Location

The plaque is on the west wall of the Nave to the south of the main entrance. It is made of a soft stone and is almost illegible having been open to the weather since 1941.
 

Memorial
Memorial to Charles Durnford
Inscription
IN MEMORY OF
CHARLES DURNFORD
LATE ENSIGN IN HIS MAJESTY'S 65th REGT
AND FIFTH SON OF
COLONEL DURNFORD
OF THE CORPS OF ROYAL ENGINEERS
WHO DIED AT THIS PLACE
ON THE 7th OF JANUARY 1832
AGED 20 YRS.


 
Further Information
According to the Durnford Family Genealogical website Charles Durnford's father was Colonel Elias Walker Durnford. It further states that there was a tombstone in St Mary's Churchyard, Kingston, Portsmouth with an inscription identical to that above and that it goes on to say "And of his brother, VINEY DURNFORD, Lieutenant of the Corps of Royal Engineers, Who died on the 5th of November 1836, Aged 23 years."
 
The Durnford family had a lengthy connection with the Royal Engineers, Elias Walker having joined in 1793, following his father.

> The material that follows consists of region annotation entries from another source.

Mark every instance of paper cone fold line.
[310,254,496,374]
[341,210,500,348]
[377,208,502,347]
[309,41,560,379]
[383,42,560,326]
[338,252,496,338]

In all 11 members of the family served with the Engineers. Elias was involved in building defensive works in Guadaloupe, England and Ireland before being posted to Canada in 1808 where he remained until 1831. Presumably he was stationed in Portsmouth from about that time until at least 1836 when he retired to Tunbridge Wells. The Dictionary of Canadian Biography says "On 30 Oct. 1798 he married Jane Sophia Mann, daughter of a lawyer in Gravesend, England. They had 13 children, of whom four were born in Newfoundland and three at Quebec. Their six sons followed in Durnfordís footsteps to become officers in the British army. Three worked in turn with him as clerks in the office of the Royal Engineers at Quebec, and the eldest and the youngest joined the corps. The family followed him wherever he went, and two of his unmarried daughters remained with him even after he retired."